Because each service of a distributed system may be distributed on different nodes, if each node does not directly communicate with each other to obtain the status of other nodes, then each node cannot know the task processing results of other nodes.

If a transaction is initiated in a distributed system involving multiple different nodes, then to ensure the ACID properties of the transaction, it is necessary to introduce a coordinator to uniformly schedule the multiple nodes involved in the transaction, and the nodes to be scheduled are called transaction participants. From this derived 2PC and 3PC protocols, this paper will introduce the working mechanism of 2PC and 3PC in detail.

2PC(Two-phase Commit, two-phase Commit)

As the name suggests, there are two phases: Prepare and Commit

Prepare: Submits the transaction request

The basic process is as follows:

  1. The query coordinator sends a transaction request to all participants, asks if the transaction operation can be performed, and then waits for the response from each participant.

  2. Execution Upon receiving a coordinator transaction request, each participant performs transaction actions (such as updating records in a relational database table) and records Undo and Redo information in the transaction log.

  3. Response If the participant successfully executed the transaction and wrote Undo and Redo information, a YES response is returned to the coordinator, otherwise a NO response is returned.

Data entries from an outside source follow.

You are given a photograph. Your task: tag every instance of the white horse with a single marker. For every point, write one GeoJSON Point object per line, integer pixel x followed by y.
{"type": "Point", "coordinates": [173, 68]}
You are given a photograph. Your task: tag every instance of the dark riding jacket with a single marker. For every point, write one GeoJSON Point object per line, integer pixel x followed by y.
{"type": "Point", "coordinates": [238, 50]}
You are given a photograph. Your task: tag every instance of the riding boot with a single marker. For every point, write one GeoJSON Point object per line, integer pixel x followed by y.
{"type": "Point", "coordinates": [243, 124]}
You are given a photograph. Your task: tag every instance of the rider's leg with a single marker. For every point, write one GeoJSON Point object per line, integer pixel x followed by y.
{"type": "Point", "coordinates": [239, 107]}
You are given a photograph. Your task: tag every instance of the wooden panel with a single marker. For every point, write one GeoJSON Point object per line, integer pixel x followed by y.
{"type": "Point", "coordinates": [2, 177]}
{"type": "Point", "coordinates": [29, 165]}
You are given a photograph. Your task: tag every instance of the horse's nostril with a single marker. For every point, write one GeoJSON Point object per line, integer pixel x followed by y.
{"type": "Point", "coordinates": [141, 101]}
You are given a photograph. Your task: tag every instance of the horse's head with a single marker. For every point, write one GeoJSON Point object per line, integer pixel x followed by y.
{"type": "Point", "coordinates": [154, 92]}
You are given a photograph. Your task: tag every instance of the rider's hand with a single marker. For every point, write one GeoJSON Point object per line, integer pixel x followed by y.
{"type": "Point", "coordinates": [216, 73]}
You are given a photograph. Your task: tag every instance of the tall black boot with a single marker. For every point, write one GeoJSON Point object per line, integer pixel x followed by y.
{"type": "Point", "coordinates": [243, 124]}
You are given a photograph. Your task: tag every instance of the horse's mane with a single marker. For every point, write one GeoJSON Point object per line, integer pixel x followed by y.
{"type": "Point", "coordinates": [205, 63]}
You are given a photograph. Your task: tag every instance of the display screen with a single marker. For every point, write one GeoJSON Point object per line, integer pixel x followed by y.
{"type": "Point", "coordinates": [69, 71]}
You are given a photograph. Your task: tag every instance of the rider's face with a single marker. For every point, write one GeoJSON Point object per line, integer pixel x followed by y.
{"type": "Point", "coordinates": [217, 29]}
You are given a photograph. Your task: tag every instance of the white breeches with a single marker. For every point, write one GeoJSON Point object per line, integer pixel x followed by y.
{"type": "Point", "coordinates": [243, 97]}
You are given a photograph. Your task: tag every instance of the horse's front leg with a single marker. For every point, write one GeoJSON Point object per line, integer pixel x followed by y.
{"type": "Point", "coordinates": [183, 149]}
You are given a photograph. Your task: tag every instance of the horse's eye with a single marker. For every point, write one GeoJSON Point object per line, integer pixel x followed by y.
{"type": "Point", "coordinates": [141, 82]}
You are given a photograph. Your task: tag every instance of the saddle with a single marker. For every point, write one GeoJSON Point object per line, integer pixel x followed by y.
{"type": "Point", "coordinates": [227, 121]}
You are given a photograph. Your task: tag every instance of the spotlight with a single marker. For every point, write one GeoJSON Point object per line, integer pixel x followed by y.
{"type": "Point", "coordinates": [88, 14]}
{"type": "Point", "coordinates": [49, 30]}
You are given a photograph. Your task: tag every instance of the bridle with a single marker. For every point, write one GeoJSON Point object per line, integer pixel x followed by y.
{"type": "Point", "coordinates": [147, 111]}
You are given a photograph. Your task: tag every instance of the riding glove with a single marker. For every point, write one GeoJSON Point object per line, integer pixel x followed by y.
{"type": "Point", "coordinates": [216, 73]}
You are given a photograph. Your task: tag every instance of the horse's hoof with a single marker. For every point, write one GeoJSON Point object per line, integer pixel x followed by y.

Of course, the participant could also go down and not return a response.

Commit: Performs the transaction Commit

There are two cases of performing a transaction commit, a normal commit and a rollback.

Normal committed transaction

The process is as follows:

  1. Commit request Coordinator sends commit requests to all participants.

  2. After receiving the Commit request, the transaction Commit participant performs the Commit and releases all resources occupied during the execution of the transaction.

  3. Feedback Results The participant sends an Ack response to the coordinator after performing the transaction commit.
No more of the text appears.